The drink radiated a pleasant warmth in her bowels. Her lips felt bigger. She had another drink, and she started to feel incredibly affectionate. She gave Kitty Pommeroy a long, strong hug, and said, “You were always my favorite Pommeroy sister,” which couldn’t have been further from the truth but felt good to say.
“I hope things work out for you, Ruthie,” Kitty slurred.
“Aw, Kitty, you’re sweet. You’ve always been so sweet to me.”
“We all want things to work out for you, hon. We’re all just holding our fingers, hoping it all works out.”
“Holding your fingers?” Ruth frowned.
“Crossing our breath, I mean,” Kitty said, and they both nearly fell down laughing.
Chucky Strachan made Ruth another drink.
“Am I a great bartender?” he asked.
“You really know how to mix whiskey and ice in a glass,” Ruth conceded. “That’s for sure.”
“That’s my cousin getting married,” he said. “We need to celebrate. Dotty Wishnell is my cousin! Hey! Charlie Burden is my cousin, too!”

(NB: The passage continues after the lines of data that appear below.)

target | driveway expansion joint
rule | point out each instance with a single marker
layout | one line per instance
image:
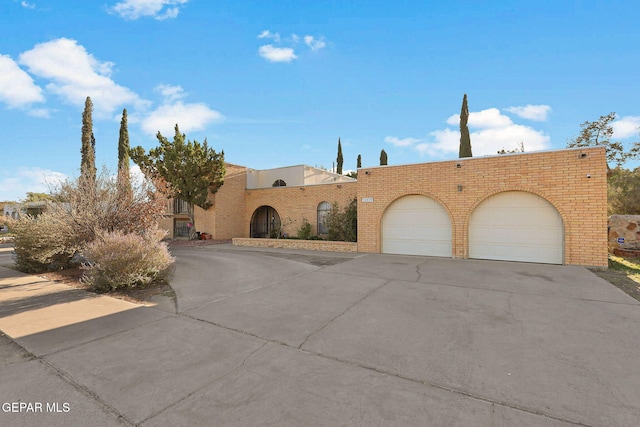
(367, 295)
(66, 377)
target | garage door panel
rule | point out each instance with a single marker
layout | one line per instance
(516, 226)
(416, 225)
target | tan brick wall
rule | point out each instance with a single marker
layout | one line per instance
(295, 203)
(560, 177)
(311, 245)
(223, 220)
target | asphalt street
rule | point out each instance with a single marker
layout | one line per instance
(276, 337)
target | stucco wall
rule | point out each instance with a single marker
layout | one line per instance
(560, 177)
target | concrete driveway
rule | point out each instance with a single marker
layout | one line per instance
(273, 337)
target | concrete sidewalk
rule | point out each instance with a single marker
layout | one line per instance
(297, 338)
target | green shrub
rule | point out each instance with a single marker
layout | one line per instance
(342, 224)
(126, 260)
(304, 232)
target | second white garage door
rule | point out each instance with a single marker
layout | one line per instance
(516, 226)
(416, 225)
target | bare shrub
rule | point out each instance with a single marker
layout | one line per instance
(79, 213)
(91, 209)
(43, 242)
(120, 260)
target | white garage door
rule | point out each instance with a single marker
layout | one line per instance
(416, 225)
(516, 226)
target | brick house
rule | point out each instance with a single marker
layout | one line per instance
(547, 207)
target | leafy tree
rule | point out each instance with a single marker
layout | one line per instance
(383, 158)
(339, 160)
(465, 137)
(124, 177)
(518, 149)
(88, 149)
(182, 168)
(600, 132)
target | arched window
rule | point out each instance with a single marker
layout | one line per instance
(323, 210)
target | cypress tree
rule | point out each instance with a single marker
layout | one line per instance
(383, 158)
(339, 160)
(465, 138)
(88, 149)
(124, 178)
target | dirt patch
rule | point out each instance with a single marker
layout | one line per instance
(139, 295)
(620, 280)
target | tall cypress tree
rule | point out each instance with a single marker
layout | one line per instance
(88, 149)
(124, 179)
(339, 160)
(383, 158)
(465, 138)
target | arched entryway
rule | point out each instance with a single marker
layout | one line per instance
(516, 226)
(416, 225)
(265, 223)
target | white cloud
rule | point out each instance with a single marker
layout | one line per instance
(626, 127)
(537, 113)
(491, 132)
(282, 49)
(76, 74)
(14, 185)
(314, 43)
(405, 142)
(277, 54)
(487, 141)
(489, 118)
(266, 34)
(189, 117)
(170, 92)
(158, 9)
(17, 88)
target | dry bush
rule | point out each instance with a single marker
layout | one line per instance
(42, 243)
(91, 209)
(79, 213)
(126, 260)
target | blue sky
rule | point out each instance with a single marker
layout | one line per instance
(276, 83)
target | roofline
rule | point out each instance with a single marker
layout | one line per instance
(489, 156)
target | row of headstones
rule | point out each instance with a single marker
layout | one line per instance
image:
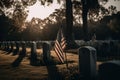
(105, 49)
(87, 63)
(9, 47)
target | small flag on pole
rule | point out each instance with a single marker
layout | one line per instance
(60, 44)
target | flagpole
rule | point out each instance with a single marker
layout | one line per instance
(66, 60)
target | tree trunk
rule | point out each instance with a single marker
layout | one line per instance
(69, 26)
(85, 25)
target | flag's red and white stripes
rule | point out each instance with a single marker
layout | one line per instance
(59, 51)
(60, 45)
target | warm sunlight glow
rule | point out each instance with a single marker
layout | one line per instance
(41, 11)
(114, 3)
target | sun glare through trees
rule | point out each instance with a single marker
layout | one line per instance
(42, 11)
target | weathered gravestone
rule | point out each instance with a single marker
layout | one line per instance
(23, 51)
(109, 70)
(11, 46)
(87, 62)
(33, 57)
(7, 48)
(22, 54)
(17, 44)
(46, 53)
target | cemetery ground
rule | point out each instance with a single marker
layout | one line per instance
(25, 71)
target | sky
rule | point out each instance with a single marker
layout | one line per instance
(40, 11)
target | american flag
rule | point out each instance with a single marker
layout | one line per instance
(60, 44)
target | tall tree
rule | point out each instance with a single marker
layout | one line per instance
(87, 5)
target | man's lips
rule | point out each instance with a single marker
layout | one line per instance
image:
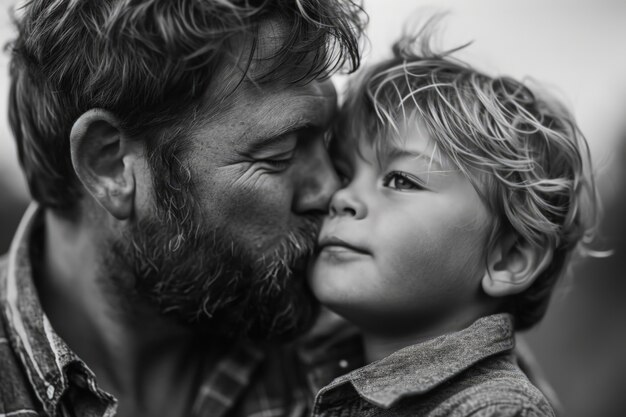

Chucky Strachan leaped out from behind the bar and grabbed Kitty Pommeroy. He buried his face in Kitty’s neck. He kissed Kitty all over her face, all over the good side of her face, the side that wasn’t burn-scarred. Chucky was a skinny guy, and his pants dropped lower and lower over his skinny ass. Each time he bent over the slightest bit, he displayed a nice New England cleavage. Ruth tried to avert her eyes. A matronly woman in a floral skirt was waiting for a drink, but Chucky didn’t notice her. The woman smiled hopefully in his direction, but he slapped Kitty Pommeroy’s bottom and opened himself a beer.
“Are you married?” Ruth asked Chucky, as he licked Kitty’s neck.
He pulled away, threw a fist in the air, and announced, “My name is Clarence Henry Strachan and I am married!”
“May I have a drink, please?” the matronly lady asked politely.
“Talk to the bartender!” shouted Chucky Strachan, and he took Kitty out on the plywood dance floor in the middle of the tent.
The wedding service itself had been insignificant to Ruth. She had barely watched it, barely paid attention. She was amazed by the size of Dotty’s father’s yard, amazed by his nice garden. Those Wishnells certainly had money. Ruth was used to Fort Niles weddings, where the guests brought casseroles and pots of beans and pies. After the wedding, there’d be a great sorting of the serving dishes. Whose tray is this? Whose coffee machine is this?
The wedding of Dotty Wishnell and Charlie Burden, on the other hand, had been catered by a mainland expert. And there was, as Pastor Wishnell had promised, a professional photographer. The bride wore white, and some of the guests who had been to Dotty’s first wedding said this gown was even nicer than the last one. Charlie Burden, a stocky character with an alcoholic’s nose and suspicious eyes, made an unhappy groom. He looked depressed to be standing there in front of everyone, saying the formal words. Dotty’s little daughter, Candy, as maid of honor, had cried, and when her mother tried to comfort her, said nastily, “I’m not crying!” Pastor Wishnell went on and on about Responsibilities and Rewards.